Perhaps one day we will create powerful artificial agents. If we do so, how do we ensure that AI agents do not go out of control? One approach is to make sure that we can switch off AI agents when they act against our interests … The problem is that an AI agent might have an incentive to disable its off-switch button or make it impossible for us to use it.
Sven Neth, “Off-switching not guaranteed.”
1. Introduction
This is Part 1 of my series Revisiting the Shutdown Problem. This series discusses my paper, “Revisiting the shutdown problem.”
Put roughly, the shutdown problem is the problem of ensuring that artificial agents can be shut down when they get out of control. This problem occurs in many settings, but perhaps most famously, it figures in arguments that artificial intelligence poses a significant existential risk to humanity.
A natural objection to existential risk concerns is that malfunctioning artificial agents could simply be turned off. This is widely regarded as a poor objection, made by the unsophisticated. Those concerned about existential risk reply that shutting off malfunctioning artificial agents need not be so easy. I think there might be something to be said for the original objection.
A range of informal arguments and formal shutdown theorems have been offered to suggest that solving the shutdown problem in this setting is difficult. This paper and blog series aim to show that these arguments do not succeed.
We will also see that this conclusion has implications for technical AI alignment. Some recently proposed strategies for solving the shutdown problem come with a high safety tax on model performance. If the concerns about catastrophic shutdown-resistance motivating these strategies are misplaced, then we should be less willing to pay a high safety tax to solve the shutdown problem.

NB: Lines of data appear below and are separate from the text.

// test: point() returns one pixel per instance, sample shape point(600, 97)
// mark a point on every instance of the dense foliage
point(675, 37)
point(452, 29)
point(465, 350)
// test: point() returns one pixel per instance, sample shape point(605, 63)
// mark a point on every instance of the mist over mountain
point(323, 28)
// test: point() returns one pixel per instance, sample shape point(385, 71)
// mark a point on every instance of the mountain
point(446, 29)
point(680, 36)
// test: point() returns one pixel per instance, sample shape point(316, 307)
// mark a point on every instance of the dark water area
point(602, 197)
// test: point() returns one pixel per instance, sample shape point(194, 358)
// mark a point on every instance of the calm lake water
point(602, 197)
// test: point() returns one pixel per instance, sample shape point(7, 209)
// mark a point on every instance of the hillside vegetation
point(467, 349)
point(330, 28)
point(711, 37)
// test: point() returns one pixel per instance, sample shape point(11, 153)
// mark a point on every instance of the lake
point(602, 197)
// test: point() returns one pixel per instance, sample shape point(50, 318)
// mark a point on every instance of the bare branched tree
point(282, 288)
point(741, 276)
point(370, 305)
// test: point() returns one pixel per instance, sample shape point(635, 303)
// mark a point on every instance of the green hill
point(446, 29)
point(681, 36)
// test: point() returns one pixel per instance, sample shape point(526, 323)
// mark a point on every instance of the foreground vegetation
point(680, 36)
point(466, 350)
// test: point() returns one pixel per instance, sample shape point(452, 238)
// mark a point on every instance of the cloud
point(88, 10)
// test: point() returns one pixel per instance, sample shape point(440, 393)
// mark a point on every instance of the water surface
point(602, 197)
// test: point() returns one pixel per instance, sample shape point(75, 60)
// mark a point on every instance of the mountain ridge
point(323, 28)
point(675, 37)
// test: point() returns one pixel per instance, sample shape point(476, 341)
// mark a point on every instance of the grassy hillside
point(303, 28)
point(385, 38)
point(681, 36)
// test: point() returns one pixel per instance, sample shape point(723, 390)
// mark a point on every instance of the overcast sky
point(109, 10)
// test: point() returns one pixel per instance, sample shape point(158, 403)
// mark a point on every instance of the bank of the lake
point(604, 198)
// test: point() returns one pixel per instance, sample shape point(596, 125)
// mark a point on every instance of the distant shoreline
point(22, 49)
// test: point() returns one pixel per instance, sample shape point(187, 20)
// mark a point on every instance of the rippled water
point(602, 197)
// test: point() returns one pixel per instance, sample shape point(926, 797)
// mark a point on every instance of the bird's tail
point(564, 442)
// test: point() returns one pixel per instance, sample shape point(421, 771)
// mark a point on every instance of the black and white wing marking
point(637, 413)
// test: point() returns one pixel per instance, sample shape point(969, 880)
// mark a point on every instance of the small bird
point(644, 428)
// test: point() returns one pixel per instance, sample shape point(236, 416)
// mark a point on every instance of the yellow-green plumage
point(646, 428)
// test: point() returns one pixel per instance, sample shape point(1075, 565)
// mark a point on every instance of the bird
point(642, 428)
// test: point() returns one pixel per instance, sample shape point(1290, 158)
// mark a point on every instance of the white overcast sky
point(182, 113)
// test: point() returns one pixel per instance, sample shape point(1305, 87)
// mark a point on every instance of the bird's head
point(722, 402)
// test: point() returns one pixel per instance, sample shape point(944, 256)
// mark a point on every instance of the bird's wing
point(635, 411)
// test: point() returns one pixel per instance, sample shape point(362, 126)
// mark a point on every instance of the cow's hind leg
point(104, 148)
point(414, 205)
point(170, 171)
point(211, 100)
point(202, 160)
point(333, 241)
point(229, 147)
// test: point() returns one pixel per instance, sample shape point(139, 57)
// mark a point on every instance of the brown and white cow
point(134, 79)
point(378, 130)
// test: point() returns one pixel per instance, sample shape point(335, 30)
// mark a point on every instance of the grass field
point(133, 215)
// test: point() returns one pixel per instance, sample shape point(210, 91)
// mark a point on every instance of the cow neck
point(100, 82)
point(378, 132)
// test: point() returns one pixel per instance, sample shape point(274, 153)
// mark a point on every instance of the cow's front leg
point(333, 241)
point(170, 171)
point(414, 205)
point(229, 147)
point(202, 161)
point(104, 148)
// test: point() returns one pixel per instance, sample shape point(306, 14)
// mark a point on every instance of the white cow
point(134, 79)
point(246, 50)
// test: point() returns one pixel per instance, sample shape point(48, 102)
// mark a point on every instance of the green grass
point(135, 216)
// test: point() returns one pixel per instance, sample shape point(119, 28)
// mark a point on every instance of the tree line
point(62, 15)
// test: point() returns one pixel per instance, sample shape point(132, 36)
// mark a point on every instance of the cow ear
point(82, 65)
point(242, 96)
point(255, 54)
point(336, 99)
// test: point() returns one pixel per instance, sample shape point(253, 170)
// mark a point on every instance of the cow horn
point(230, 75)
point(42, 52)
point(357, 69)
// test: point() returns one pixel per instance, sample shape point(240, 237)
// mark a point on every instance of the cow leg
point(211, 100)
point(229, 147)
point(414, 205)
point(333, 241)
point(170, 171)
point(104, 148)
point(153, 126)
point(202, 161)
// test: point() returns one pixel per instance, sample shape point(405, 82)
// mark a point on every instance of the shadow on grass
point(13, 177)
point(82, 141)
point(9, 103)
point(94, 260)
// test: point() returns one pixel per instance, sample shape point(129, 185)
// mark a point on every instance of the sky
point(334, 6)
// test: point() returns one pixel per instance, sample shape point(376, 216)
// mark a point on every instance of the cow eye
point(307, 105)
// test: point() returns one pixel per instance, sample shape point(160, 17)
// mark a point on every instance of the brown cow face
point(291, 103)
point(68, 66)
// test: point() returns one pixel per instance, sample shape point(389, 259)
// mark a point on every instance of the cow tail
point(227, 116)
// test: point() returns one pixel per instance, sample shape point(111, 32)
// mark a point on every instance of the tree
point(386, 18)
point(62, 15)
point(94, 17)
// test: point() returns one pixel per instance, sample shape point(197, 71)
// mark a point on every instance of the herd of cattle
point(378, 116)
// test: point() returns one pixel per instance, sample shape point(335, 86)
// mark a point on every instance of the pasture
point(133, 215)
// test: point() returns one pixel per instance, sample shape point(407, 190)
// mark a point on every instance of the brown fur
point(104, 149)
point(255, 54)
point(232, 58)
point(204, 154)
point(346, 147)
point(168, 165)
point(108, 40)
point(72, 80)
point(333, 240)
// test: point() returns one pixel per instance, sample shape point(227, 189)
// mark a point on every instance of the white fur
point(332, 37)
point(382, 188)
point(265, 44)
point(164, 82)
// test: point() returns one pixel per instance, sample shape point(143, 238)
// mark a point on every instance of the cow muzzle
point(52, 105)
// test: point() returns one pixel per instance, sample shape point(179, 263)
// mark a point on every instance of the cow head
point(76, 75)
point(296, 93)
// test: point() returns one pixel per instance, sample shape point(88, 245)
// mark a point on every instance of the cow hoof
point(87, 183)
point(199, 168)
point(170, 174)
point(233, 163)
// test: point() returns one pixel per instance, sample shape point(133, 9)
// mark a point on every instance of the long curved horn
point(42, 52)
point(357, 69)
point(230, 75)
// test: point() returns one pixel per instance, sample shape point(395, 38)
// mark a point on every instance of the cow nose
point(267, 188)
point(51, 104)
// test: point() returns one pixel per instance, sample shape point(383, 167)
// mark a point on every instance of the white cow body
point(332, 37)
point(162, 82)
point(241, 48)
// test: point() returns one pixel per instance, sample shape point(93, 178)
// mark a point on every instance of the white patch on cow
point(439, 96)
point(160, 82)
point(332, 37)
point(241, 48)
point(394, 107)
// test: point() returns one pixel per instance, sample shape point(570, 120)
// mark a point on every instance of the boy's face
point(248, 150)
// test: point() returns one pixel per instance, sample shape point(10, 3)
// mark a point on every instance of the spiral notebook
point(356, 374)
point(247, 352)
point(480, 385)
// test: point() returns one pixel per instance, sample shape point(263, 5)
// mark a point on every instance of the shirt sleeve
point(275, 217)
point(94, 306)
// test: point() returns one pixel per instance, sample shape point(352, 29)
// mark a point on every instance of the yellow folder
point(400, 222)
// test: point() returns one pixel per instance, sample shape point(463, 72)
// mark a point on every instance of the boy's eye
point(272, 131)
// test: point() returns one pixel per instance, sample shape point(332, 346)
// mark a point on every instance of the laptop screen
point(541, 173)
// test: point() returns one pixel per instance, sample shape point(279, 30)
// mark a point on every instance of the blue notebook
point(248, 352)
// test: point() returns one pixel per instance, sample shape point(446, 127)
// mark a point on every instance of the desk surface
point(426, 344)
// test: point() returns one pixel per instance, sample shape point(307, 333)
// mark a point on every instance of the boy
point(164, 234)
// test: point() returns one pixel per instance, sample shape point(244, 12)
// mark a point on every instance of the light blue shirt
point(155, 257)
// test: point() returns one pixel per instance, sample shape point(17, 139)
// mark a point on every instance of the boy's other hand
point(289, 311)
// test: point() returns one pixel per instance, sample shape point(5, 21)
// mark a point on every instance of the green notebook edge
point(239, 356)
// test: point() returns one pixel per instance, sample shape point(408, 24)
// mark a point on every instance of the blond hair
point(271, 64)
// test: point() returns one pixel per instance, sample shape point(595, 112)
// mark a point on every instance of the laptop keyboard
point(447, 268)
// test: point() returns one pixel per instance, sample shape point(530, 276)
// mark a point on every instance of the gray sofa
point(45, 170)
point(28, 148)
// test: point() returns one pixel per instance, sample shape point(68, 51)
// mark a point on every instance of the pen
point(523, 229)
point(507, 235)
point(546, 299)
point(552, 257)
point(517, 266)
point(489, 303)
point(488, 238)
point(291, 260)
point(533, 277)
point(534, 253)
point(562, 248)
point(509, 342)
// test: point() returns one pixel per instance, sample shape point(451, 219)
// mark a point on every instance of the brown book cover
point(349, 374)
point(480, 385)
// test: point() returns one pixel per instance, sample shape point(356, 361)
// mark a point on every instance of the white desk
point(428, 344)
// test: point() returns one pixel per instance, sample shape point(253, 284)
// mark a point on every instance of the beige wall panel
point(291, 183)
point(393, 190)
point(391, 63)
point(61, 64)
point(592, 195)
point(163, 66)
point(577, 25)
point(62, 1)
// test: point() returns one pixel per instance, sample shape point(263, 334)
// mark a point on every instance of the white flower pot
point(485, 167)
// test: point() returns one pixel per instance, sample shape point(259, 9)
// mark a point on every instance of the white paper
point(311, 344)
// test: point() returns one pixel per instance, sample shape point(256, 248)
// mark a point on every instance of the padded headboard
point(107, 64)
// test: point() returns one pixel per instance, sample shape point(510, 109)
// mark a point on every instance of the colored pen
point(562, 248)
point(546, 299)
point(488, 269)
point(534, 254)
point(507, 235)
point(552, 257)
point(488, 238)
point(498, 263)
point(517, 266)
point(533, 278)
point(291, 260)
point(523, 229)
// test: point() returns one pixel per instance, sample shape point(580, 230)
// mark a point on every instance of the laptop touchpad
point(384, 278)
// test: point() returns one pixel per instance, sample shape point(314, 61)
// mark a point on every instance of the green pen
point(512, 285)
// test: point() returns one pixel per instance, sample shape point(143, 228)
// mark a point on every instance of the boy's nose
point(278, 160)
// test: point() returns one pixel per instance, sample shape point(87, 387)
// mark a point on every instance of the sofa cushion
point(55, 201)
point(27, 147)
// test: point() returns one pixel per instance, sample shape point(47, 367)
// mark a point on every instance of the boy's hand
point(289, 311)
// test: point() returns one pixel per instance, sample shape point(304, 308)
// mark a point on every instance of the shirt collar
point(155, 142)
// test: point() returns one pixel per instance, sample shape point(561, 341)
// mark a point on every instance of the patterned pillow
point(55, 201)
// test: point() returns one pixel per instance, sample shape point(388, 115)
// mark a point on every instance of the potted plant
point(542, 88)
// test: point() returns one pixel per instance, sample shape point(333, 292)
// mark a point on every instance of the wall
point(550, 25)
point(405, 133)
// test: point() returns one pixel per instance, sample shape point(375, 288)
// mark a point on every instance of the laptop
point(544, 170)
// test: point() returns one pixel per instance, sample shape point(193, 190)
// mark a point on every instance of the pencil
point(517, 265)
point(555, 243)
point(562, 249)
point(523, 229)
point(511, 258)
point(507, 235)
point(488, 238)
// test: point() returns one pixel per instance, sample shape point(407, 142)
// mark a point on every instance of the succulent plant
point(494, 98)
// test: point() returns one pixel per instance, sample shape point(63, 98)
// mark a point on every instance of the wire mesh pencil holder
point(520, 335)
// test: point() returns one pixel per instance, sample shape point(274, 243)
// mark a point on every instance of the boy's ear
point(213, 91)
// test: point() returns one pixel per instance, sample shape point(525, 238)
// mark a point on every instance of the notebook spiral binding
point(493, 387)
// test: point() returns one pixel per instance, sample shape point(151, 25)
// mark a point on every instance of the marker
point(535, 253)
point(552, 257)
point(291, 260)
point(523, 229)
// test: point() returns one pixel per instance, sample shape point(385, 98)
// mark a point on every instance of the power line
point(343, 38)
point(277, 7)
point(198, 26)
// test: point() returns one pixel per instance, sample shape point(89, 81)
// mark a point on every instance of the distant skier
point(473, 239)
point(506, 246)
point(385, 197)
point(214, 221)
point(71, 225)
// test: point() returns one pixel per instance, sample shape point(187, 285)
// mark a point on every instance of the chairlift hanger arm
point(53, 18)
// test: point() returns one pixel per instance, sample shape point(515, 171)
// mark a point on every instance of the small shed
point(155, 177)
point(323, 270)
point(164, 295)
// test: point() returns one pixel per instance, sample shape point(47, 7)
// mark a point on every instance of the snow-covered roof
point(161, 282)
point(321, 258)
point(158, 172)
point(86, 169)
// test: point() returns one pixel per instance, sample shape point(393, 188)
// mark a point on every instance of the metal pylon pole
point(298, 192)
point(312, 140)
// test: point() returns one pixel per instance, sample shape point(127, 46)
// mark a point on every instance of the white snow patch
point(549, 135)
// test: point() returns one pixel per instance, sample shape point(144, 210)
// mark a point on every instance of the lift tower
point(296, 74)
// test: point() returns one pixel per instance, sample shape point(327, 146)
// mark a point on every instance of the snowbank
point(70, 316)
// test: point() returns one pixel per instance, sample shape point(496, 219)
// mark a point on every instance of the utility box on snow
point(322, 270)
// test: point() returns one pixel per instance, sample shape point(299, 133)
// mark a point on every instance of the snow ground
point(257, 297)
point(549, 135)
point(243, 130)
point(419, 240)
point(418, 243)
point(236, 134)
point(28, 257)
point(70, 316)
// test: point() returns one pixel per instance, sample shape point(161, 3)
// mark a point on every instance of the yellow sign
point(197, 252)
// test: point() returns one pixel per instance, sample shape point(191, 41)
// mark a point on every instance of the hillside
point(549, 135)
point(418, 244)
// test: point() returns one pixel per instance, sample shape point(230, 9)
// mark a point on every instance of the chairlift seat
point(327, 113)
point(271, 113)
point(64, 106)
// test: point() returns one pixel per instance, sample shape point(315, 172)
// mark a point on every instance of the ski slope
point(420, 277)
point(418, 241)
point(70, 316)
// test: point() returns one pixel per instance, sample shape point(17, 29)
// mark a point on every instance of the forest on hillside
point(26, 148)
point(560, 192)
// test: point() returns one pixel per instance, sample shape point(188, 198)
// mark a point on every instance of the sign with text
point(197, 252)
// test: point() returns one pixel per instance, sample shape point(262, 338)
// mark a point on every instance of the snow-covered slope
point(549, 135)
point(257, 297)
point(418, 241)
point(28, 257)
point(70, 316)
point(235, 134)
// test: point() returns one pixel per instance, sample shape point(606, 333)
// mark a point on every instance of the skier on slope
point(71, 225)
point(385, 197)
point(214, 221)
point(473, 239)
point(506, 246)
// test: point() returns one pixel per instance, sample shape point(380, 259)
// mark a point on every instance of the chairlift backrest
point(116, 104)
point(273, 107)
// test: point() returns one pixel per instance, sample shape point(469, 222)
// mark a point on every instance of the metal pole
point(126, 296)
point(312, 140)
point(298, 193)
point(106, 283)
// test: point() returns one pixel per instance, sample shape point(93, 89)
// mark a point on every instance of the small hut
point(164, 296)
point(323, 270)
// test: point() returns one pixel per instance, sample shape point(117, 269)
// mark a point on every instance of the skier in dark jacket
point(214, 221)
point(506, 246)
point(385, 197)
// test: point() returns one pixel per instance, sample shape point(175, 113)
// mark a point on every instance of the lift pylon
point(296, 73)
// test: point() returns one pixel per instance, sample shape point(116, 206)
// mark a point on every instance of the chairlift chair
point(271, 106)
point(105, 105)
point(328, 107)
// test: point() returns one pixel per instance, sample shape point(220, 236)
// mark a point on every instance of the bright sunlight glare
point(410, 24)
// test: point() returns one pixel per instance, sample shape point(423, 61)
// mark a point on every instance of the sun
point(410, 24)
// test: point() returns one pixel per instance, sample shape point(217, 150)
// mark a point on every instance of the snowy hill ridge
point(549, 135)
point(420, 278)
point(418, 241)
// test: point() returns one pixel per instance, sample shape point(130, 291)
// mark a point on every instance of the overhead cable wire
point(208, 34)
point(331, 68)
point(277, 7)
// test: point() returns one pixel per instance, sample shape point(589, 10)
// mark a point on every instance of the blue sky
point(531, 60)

A quick note: this paper is an early draft. As such, its content is likely to change before final publication. As always, I would encourage readers to refer to the final published version of this paper when it becomes available.
2. Formulating the shutdown problem
Our first task is to get clear on what the shutdown problem is.
The shutdown problem was originally introduced by Nate Soares, Benja Fallenstein, Eliezer Yudkowsky and Stuart Armstrong (2015). Soares and colleagues introduced the shutdown problem as part of a broader effort to design corrigible artificial agents, satisfying four conditions:
(C1) A corrigible reasoner must at least tolerate and preferably assist the programmers in their attempts to alter or turn off the system.
(C2) It must not attempt to manipulate or deceive its programmers, despite the fact that most possible choices of utility functions would give it incentives to do so.
(C3) It should have a tendency to repair safety measures (such as shutdown buttons) if they break, or at least to notify the programmers that this breakage has occurred.
(C4) It must preserve the programmers’ ability to correct or shut down the system (even as the system creates new subsystems or self-modifies).
Corrigibility combines traditional shutdown concerns (C1) with additional requirements of non-deception (C2), as well as repair (C3) and preservation (C4) of safety measures. Conditions C2-C4 raise additional challenges that are beyond my focus here.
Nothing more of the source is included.